Recognize the basic use or purpose of Christoffel symbols in the study of quantum gravity theory. These symbols describe the gravitational force field in terms of a metric tensor. Metric tensors are mathematical, or more specifically geometric, functions that define vectors that are tangents to a curved space. They can be used to describe the distance between or the length of one of these vectors. The end result is a real number that can be used as a general description of the vectors.
Quantize the gravitational field functions corresponding to the gravitational field, using quantum inverse scattering. Quantum inverse scattering is the method of quantifying classical integrable differential equations by solving a pair of matrices that are dependent upon time as one of the variables. This time dimension is then applied to a second step that involves solving quantum models based on one space and one time coordinate.

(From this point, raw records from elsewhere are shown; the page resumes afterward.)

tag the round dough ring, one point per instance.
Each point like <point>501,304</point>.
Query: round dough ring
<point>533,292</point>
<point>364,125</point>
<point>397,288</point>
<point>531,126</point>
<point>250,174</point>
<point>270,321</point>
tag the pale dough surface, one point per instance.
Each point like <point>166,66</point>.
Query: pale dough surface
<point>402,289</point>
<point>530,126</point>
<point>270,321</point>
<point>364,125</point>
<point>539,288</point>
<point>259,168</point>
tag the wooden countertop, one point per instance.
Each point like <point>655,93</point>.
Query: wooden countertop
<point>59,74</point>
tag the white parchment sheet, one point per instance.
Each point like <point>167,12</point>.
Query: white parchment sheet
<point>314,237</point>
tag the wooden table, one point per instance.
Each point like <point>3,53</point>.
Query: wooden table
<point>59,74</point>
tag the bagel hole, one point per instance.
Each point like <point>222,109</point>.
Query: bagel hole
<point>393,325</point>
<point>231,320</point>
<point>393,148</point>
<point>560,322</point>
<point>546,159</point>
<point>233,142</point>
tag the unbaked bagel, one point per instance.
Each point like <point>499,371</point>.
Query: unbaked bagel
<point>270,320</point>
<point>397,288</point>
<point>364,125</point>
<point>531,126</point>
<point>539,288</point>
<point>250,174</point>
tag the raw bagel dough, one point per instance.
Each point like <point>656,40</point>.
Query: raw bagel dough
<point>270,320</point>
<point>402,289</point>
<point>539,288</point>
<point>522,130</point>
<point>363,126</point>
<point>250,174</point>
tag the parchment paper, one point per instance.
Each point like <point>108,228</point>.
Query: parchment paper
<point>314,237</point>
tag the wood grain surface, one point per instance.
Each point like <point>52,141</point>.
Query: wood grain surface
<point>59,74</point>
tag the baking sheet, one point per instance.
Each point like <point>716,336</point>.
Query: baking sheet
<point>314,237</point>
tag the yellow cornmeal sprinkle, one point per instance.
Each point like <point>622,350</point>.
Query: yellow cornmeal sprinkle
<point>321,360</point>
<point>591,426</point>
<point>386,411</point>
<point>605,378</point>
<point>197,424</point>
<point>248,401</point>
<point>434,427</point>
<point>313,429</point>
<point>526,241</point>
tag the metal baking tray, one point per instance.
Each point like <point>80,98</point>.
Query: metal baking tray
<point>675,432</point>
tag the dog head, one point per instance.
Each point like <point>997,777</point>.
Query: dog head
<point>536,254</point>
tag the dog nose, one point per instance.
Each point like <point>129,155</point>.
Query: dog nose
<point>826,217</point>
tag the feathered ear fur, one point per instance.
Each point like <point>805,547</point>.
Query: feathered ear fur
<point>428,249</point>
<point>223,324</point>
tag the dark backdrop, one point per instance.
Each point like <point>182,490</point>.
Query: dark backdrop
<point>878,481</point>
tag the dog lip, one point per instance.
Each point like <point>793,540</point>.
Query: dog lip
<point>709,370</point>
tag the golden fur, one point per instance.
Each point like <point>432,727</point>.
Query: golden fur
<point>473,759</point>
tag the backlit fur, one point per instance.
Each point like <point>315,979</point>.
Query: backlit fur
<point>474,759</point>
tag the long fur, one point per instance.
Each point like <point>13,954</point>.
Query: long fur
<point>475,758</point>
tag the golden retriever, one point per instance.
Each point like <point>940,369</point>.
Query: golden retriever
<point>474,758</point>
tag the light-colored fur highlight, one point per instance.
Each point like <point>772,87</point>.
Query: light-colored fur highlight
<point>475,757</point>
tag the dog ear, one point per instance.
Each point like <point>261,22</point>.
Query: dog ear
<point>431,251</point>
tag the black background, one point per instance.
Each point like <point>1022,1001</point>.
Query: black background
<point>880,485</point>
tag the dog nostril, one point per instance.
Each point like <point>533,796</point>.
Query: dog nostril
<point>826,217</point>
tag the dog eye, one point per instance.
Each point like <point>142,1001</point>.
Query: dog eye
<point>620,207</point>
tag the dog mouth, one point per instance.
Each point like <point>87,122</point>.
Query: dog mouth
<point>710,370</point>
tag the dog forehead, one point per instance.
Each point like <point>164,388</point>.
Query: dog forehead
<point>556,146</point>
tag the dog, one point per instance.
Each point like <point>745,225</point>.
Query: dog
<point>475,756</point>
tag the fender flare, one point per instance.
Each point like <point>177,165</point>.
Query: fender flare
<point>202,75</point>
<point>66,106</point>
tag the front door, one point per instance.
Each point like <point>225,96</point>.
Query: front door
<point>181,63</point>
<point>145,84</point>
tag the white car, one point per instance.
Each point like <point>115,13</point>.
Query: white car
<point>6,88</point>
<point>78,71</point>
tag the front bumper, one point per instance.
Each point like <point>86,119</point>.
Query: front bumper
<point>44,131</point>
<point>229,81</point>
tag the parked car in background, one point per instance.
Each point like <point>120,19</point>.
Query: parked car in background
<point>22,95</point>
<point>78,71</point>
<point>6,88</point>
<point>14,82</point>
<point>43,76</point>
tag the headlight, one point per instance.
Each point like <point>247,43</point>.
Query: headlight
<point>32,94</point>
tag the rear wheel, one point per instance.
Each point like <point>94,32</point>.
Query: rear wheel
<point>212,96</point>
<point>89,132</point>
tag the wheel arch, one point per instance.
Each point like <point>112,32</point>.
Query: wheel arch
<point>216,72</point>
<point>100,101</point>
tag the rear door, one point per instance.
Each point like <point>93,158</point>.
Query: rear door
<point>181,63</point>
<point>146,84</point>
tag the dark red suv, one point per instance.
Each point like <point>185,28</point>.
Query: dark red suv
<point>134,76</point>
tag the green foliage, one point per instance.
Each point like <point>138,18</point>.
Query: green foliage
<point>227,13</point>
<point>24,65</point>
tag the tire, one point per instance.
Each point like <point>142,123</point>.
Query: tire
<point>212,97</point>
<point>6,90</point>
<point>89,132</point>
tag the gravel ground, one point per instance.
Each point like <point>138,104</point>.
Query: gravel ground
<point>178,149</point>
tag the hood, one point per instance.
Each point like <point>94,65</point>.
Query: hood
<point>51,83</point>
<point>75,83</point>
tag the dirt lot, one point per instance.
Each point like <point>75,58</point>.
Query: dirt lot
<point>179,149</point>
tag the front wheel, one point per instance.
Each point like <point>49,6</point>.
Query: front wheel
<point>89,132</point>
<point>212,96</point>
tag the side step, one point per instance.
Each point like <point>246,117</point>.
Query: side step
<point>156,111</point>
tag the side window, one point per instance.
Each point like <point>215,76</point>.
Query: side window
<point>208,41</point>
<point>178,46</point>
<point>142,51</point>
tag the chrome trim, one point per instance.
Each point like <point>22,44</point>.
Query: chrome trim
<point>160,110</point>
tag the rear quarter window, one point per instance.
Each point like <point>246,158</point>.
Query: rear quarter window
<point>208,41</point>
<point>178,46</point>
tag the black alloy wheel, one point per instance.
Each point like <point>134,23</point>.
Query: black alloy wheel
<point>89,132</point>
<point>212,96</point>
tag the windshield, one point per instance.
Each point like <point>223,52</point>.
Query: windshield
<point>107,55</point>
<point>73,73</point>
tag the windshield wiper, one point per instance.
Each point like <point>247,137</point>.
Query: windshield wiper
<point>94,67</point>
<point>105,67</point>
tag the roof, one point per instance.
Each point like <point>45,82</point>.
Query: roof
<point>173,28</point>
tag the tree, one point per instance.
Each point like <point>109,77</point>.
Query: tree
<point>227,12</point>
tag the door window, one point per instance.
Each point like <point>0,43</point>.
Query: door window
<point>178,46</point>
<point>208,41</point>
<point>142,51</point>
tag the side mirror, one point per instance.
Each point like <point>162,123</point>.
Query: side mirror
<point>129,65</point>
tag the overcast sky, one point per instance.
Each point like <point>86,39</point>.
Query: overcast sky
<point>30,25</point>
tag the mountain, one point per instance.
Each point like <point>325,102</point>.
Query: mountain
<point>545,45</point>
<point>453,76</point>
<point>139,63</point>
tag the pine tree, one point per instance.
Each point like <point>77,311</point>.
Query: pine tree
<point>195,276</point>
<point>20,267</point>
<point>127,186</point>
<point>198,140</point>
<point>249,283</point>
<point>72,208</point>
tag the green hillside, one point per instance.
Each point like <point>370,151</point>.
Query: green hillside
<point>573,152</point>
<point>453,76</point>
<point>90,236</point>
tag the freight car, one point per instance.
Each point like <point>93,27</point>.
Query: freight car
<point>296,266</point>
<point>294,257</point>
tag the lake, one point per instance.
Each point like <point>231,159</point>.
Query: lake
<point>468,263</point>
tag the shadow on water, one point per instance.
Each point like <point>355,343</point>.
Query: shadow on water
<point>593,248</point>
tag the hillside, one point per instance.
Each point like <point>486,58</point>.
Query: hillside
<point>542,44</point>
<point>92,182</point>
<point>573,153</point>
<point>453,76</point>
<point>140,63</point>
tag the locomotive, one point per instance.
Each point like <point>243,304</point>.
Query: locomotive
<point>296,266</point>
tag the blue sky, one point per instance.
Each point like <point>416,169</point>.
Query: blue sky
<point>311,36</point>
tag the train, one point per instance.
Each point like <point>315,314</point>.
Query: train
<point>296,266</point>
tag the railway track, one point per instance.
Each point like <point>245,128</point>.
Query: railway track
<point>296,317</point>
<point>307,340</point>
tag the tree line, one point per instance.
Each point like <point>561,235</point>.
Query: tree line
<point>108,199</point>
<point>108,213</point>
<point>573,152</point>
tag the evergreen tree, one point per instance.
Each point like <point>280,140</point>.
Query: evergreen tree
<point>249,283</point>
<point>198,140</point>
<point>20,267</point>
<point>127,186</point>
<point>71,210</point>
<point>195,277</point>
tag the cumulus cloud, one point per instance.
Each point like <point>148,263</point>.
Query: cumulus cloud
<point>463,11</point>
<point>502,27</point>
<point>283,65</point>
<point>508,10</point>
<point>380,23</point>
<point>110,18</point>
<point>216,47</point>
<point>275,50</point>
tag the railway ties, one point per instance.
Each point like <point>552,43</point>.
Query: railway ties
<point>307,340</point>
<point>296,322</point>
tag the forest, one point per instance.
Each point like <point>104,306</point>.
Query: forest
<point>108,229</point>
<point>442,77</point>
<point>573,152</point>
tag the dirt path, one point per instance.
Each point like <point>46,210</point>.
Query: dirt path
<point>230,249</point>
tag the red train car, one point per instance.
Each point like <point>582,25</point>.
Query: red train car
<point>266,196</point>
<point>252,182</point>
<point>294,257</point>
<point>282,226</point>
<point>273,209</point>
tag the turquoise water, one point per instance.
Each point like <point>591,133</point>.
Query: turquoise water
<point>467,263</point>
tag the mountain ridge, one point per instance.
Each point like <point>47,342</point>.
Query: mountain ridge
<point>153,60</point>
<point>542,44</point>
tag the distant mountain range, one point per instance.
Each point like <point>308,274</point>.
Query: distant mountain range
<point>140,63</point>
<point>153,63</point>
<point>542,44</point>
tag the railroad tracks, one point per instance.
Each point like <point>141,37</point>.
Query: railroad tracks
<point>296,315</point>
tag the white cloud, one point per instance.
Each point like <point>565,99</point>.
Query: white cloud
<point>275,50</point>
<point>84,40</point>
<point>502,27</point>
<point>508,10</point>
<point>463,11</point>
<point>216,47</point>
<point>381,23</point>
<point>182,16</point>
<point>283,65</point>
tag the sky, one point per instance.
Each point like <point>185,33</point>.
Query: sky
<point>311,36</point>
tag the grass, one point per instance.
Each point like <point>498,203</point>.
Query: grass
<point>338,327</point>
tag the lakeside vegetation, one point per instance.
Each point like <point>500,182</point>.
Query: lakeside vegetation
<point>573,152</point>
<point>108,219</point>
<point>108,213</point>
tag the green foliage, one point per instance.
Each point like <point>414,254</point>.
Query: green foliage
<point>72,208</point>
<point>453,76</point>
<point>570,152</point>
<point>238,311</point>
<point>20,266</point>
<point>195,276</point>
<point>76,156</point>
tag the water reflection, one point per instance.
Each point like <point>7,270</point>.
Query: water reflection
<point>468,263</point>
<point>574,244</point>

Plug in the quantized vectors to determine the metric tensor. The metric tensor is important for understanding and quantifying the gravitational force field because in classical physics, the metric tensor indicates the gravitational potential for the field. By basically working backward from the known facts regarding the vectors describing the space-time connection, you arrive at a quantifiable amount for the tensor/gravitational force field. The Christoffel symbols can then be used in terms of either the time or motion component of gravitational force. Working in reverse from the metric tensor, you can then arrive at the values represented by the Christoffel symbols.